A summer knitalong begins with swatching

By Meg Dedolph

My friend Rachel is visiting from Scotland, and we are heading to dance and music camp together. It’s a long drive to get there, so you know what that means - trip knitalong! We’ve done these before on long visits, and they’re always a lot of fun, plus a great souvenir.

We decided we wanted to make summery tops, so either tank tops or short-sleeved tees, and after a fun night looking through our favorite projects and patterns on Ravelry, we picked Dunedrifter by Wool and Pine.

Neither of us have knit a sideways top before and we liked the interesting lace pattern at the bottom. Also, we liked the designer’s extended size range.
(Here were our other top choices. The Twofer Tank by Heidi Kirrmaier and Urchin, by Libby Jonson.)

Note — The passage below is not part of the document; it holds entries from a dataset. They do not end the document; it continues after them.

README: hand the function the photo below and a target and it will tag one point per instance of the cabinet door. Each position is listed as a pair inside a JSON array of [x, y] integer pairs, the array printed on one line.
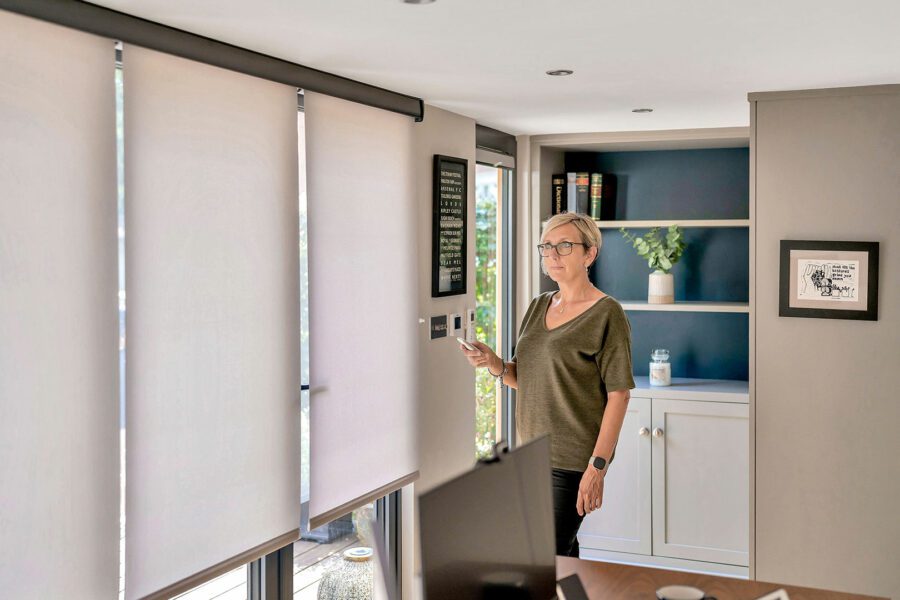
[[701, 488], [623, 522]]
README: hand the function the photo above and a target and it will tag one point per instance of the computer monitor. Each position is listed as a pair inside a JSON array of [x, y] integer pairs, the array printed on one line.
[[489, 533]]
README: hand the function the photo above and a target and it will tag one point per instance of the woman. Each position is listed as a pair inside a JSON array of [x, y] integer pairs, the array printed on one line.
[[572, 370]]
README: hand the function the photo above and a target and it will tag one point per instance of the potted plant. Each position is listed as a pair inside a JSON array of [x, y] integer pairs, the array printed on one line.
[[661, 255]]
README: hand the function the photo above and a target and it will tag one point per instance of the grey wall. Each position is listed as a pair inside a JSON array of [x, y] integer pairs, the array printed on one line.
[[447, 383], [827, 401]]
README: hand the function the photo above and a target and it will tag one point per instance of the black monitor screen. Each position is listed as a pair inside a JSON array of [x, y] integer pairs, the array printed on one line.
[[488, 534]]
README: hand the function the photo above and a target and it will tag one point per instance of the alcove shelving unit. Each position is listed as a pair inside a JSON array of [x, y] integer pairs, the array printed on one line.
[[657, 509]]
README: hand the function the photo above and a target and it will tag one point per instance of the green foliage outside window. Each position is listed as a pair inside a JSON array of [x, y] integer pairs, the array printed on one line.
[[485, 314]]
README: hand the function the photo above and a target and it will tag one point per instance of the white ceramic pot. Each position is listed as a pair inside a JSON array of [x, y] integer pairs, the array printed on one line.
[[661, 288]]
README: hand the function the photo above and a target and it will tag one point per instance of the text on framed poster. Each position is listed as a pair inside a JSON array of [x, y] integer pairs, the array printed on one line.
[[448, 256]]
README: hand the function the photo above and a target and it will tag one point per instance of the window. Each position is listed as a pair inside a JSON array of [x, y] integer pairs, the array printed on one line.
[[492, 205]]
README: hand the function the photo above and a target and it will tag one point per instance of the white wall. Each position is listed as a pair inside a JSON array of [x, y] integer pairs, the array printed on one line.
[[447, 382], [827, 406]]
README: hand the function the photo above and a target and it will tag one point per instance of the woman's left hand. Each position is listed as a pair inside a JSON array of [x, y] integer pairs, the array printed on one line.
[[590, 491]]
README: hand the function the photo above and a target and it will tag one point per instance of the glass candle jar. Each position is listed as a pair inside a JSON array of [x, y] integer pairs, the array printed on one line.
[[660, 368]]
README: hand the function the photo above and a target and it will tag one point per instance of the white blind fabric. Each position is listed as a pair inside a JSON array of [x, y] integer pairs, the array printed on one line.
[[59, 409], [212, 278], [362, 303]]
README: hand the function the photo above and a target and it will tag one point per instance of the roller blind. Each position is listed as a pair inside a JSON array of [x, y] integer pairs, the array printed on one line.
[[362, 304], [59, 409], [212, 281]]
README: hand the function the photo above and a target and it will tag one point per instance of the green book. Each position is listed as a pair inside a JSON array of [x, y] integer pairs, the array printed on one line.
[[596, 194]]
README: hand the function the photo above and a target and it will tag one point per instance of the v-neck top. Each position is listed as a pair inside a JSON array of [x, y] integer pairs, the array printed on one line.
[[564, 375]]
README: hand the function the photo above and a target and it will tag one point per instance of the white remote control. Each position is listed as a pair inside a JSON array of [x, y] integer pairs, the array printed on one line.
[[468, 346]]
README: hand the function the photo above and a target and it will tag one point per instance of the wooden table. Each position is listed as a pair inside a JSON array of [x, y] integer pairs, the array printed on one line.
[[610, 581]]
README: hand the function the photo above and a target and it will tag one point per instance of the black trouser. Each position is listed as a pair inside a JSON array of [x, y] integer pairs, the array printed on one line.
[[565, 513]]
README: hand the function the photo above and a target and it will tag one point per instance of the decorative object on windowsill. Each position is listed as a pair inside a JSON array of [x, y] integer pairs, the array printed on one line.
[[352, 579], [661, 255], [828, 280], [660, 368]]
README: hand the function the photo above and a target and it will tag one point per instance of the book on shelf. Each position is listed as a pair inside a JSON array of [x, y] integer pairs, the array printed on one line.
[[603, 196], [558, 194], [571, 194], [596, 196], [582, 192]]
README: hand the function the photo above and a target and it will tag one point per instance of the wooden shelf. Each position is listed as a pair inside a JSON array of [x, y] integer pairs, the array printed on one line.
[[684, 388], [727, 307], [679, 222]]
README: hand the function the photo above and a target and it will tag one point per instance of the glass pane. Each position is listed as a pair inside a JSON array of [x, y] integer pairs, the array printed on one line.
[[488, 188], [304, 313], [324, 563]]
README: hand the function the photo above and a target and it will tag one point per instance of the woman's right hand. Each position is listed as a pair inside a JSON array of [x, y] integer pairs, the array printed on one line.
[[483, 357]]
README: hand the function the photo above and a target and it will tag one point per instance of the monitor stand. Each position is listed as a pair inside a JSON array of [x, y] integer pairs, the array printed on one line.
[[570, 588]]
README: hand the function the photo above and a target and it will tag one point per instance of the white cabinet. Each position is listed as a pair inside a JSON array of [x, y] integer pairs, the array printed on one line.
[[623, 523], [701, 491], [678, 490]]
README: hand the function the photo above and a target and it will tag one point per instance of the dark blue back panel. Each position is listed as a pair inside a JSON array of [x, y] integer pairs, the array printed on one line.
[[681, 184], [674, 184], [704, 345], [715, 266]]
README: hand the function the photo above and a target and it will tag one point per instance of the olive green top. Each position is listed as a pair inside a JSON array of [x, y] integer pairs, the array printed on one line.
[[565, 373]]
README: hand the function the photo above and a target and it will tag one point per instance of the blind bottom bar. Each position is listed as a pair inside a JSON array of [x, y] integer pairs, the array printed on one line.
[[337, 512], [189, 583]]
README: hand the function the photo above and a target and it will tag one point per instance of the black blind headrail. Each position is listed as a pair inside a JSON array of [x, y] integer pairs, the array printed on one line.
[[156, 36]]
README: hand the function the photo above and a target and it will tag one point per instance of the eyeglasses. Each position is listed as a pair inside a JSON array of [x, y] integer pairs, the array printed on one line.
[[562, 248]]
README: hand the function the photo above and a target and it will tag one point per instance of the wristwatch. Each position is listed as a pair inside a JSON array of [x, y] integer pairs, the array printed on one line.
[[598, 462]]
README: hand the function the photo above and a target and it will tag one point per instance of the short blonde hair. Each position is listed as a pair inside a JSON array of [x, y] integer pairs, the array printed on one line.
[[586, 226]]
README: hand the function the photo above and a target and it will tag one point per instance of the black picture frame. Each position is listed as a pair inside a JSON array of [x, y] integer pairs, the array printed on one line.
[[449, 235], [819, 258]]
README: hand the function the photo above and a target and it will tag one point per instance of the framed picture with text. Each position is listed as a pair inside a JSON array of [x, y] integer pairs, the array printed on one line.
[[448, 238], [828, 280]]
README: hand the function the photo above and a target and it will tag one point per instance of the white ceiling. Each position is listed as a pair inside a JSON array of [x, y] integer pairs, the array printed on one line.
[[692, 61]]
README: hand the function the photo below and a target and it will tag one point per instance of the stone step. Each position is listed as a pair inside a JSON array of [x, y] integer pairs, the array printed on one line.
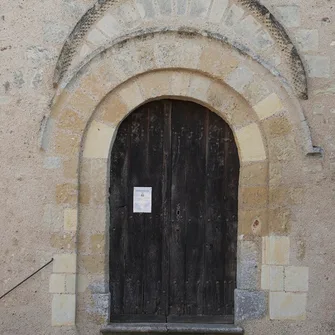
[[181, 328]]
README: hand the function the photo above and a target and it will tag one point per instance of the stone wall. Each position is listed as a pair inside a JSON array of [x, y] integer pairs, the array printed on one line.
[[64, 92]]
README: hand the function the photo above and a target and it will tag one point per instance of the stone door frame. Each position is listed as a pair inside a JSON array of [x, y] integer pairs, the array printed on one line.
[[268, 129]]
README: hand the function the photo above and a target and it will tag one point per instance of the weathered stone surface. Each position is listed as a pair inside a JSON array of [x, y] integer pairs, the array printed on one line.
[[248, 258], [70, 219], [276, 250], [307, 39], [63, 310], [256, 196], [98, 140], [57, 283], [250, 142], [269, 106], [217, 10], [52, 163], [289, 16], [65, 263], [250, 305], [318, 66], [272, 278], [287, 306], [66, 193], [277, 126], [252, 221], [145, 8], [296, 279], [254, 174]]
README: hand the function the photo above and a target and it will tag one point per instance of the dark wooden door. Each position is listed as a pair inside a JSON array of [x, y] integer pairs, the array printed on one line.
[[177, 263]]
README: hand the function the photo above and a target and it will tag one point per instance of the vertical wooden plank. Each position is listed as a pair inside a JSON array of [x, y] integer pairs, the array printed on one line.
[[155, 223], [180, 260], [221, 198], [118, 202], [166, 207], [187, 207], [138, 175]]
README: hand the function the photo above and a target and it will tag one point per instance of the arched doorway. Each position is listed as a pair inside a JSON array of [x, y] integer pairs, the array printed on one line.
[[173, 204]]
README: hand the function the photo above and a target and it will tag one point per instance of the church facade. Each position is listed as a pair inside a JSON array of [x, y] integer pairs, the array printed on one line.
[[167, 166]]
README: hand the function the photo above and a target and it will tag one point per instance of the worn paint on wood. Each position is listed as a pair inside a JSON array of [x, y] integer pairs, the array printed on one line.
[[177, 263]]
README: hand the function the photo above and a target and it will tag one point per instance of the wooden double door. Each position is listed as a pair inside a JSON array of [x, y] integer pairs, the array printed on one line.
[[176, 263]]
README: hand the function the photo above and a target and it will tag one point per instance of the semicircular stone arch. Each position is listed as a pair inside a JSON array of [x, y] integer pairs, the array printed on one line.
[[267, 124], [244, 24]]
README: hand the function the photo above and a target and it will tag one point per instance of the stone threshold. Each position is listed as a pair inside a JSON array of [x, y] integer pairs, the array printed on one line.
[[118, 328]]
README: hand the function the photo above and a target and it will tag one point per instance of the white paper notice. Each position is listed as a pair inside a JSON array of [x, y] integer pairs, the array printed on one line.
[[142, 199]]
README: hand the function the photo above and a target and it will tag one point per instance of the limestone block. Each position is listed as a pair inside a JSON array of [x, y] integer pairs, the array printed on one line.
[[63, 310], [250, 142], [70, 168], [83, 281], [199, 86], [51, 163], [277, 126], [70, 283], [113, 109], [287, 306], [233, 15], [131, 95], [180, 83], [268, 107], [181, 7], [214, 62], [156, 84], [65, 263], [52, 217], [129, 14], [252, 222], [318, 66], [199, 8], [85, 50], [67, 144], [62, 241], [279, 220], [66, 193], [70, 120], [250, 305], [164, 7], [289, 16], [98, 243], [96, 37], [248, 28], [145, 8], [57, 283], [296, 279], [255, 196], [272, 278], [173, 55], [240, 78], [84, 194], [217, 10], [262, 41], [276, 250], [98, 140], [247, 265], [70, 219], [215, 95], [82, 102], [307, 39], [94, 264], [254, 174]]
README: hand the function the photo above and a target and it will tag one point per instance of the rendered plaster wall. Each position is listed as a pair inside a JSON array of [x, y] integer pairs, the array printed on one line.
[[34, 228]]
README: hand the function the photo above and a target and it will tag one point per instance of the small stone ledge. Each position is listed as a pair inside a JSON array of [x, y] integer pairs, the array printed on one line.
[[190, 328]]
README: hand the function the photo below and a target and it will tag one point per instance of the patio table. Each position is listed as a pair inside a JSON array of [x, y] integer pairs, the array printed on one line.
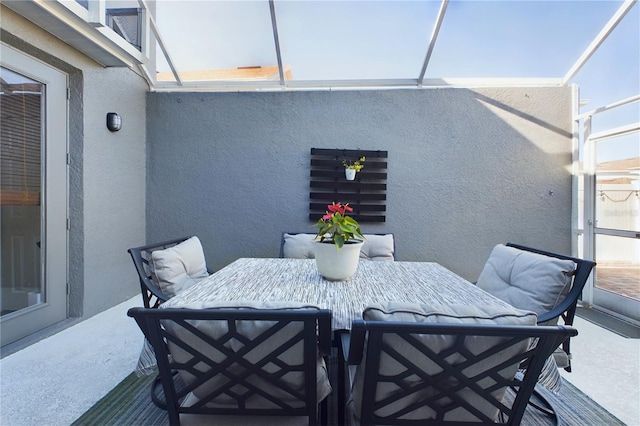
[[297, 280]]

Next stop, String Theory. 

We needed a fingering weight yarn that gave us the right gauge, so we picked three yarns, took them home and started swatching. We were trying for six stitches and eight rows to the inch on US4 needles.

Because this sweater is knit sideways and an accurate bust measurement depends on row gauge, we had to get this number right. That was a change for us - usually we concentrate on stitch gauge and figure we can adjust the number of rows we knit if we have to. 

The Laneras Beartooth (upper left) gave us the right stitch gauge, but the wrong row gauge. I think we could have blocked it to get the right row gauge, as the pattern suggested, but we had other reasons for deciding against this yarn.

Though Rachel loved the color and the feel of the fabric, we want to wear this top in warmer weather and wool isn’t our favorite fiber for hot summers, even though Rachel lives in Edinburgh, and Scotland’s idea of a warm summer day is about 20 degrees cooler than Chicago’s. Even so, this is definitely a yarn to think about when I want to make a fingering-weight sweater next.

I was curious about the Dungarees Rainbow Tweed, (cotton and polyester) so I started to knit a swatch and quickly realized it was the wrong yarn for this project - so wrong that I didn't even finish the swatch. At the gauge called for in the pattern, the fabric would be very loose, and I would have to wear a tank or camisole under the top, which I didn’t want to do. I like the yarn, though, so I’m going to have to find something else to make with it at a tighter gauge.

The Universal Yarn Magnolia, (lower right) which is mostly modal, a type of rayon, with a little cashmere, gave us the right stitch gauge, but the wrong row gauge with the US4 needles. The modal, which is a plant-based fiber, made the swatch very supple and drapey, which I liked and thought would look good with the pattern we chose. Rachel is a little more skeptical about the fabric and is concerned about whether the lace will have enough structure with this yarn. We’ll have to see - or knit a lace swatch.

But we decided to swatch it again on US3s and block it aggressively, as the pattern suggested - and we got gauge in both directions!